Hynek: the root of the problems for the bankig system are not the unemployed (yet) but land developers and r.e. firms.

Bancos and Cajas are trying to "kick the can along the road" by refinancing the onerous debts of this the vain hope that re. prices will recover back again in 2010/11.

The problem is that the value of the collateral of the tottering r.e. firms is sinking VERY fast (especially land in development)

Hynek Filip said...

Point noted. I did not mean that the unemployed are the key issue of today, they will not bring the banks down now, but may well do so in the very short term.

Actually, the situation in Spain is very, very similar to our own. We are beginning to see major developers fail (ORCO being the most recent example), but the local banks can cope with that.

However, unemployment is on the rise and the retail loan defaults dutifully follow.

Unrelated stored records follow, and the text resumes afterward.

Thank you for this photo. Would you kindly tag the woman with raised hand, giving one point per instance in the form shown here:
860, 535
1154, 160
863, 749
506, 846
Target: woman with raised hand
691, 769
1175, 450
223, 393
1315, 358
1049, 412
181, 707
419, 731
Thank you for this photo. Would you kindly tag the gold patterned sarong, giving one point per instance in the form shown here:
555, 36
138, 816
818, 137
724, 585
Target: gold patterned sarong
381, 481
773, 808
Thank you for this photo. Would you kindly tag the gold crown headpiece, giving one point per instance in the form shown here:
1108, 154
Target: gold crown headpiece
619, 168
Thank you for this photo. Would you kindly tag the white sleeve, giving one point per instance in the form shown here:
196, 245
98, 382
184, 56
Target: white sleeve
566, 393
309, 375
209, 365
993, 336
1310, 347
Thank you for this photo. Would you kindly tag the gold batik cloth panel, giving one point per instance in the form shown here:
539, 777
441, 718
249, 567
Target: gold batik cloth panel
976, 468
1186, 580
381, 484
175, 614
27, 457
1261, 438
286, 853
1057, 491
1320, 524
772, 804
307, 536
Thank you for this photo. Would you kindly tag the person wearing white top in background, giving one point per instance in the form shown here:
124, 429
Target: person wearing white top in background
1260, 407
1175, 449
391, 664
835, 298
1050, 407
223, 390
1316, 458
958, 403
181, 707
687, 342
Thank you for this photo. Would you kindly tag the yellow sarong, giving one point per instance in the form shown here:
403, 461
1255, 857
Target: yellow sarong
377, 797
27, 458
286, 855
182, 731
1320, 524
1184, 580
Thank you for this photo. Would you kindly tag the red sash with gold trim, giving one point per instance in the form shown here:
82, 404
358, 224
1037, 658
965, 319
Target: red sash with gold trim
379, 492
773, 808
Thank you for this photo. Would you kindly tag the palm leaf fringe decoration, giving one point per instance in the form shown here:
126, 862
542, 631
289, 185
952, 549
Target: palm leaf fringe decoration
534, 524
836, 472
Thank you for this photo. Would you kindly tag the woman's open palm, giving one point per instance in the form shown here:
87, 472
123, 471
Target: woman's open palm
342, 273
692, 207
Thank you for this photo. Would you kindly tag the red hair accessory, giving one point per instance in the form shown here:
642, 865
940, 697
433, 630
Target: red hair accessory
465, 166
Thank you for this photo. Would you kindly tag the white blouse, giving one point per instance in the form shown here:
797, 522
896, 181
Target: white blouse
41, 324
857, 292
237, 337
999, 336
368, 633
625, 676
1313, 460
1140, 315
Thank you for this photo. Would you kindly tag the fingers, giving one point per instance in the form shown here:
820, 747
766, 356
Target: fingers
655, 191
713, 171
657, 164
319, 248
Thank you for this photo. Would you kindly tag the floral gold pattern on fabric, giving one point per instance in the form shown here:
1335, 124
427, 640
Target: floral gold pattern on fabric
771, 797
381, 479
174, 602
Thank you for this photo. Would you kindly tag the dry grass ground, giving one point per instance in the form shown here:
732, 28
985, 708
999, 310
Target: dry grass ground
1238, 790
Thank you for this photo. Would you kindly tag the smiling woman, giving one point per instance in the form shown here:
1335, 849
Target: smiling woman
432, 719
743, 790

The impact of retail loan defaults caused by rising unemployment will be very significant especially in 2010/2011.

Mind you, we are talking of expected unemployment rates of maybe 12-14%, not the Spanish 25% (or whatever we will finally get).

Hynek Filip said...

By the way, the developers will not be helped by rising unemployment either. The unemployed do not get mortgages very often, and if there are no mortgages, there will be few houses sold and few developers left standing...

Edward Hugh said...


I think Eddy's point is valid.

"The unemployed do not get mortgages very often, and if there are no mortgages, there will be few houses sold and few developers left standing..."

Quite, and that is the situation we have now. That is why the developers are trying to kick the can along the road, and when they finally give in, not only will there be few developers left, there will be few banks left standing.

There is no recovery in 2011. As I keep saying, Japan land prices are now at 1984 levels, which mean in Spain 2025 land prices can be around 1998 levels. I really don't see why people imagine Spain will be better than Japan. Japan at least had its own savings, and could export.

Of course unemployment will be a key issue, and it doesn't matter whether we hit 20% in October (quite possible), December, or next March, it is going up fast, and it won't stop (for some magic reason) at 20%, it will keep going up and up till Spain recovers export competitiveness and until all that debt is restructured.

So at the end of the day, you are right, it is the unemployment which will matter, and the banks are simply "dead men walking".

José Luis said...

Returning to the title of the original post ("And so it begins ..."), the governor of the Bank of Spain intervened tuesday in the economic debate with new proposals far far away from Zapatero´s ones:

- descentralized salaries barganing.
- new crisis contracts for workers.
- improving housing rental.
- freeing energy and transport sectors.
- etc.

Implicitly Miguen A. Fernández Ordóñez is saying Zapatero isn´t doing anything for reestructuring spanish economy. He added that spanish rates of debt are just reaching its limits now.

Meanwhile Zapatero is only waiting for San Obama and his miracles.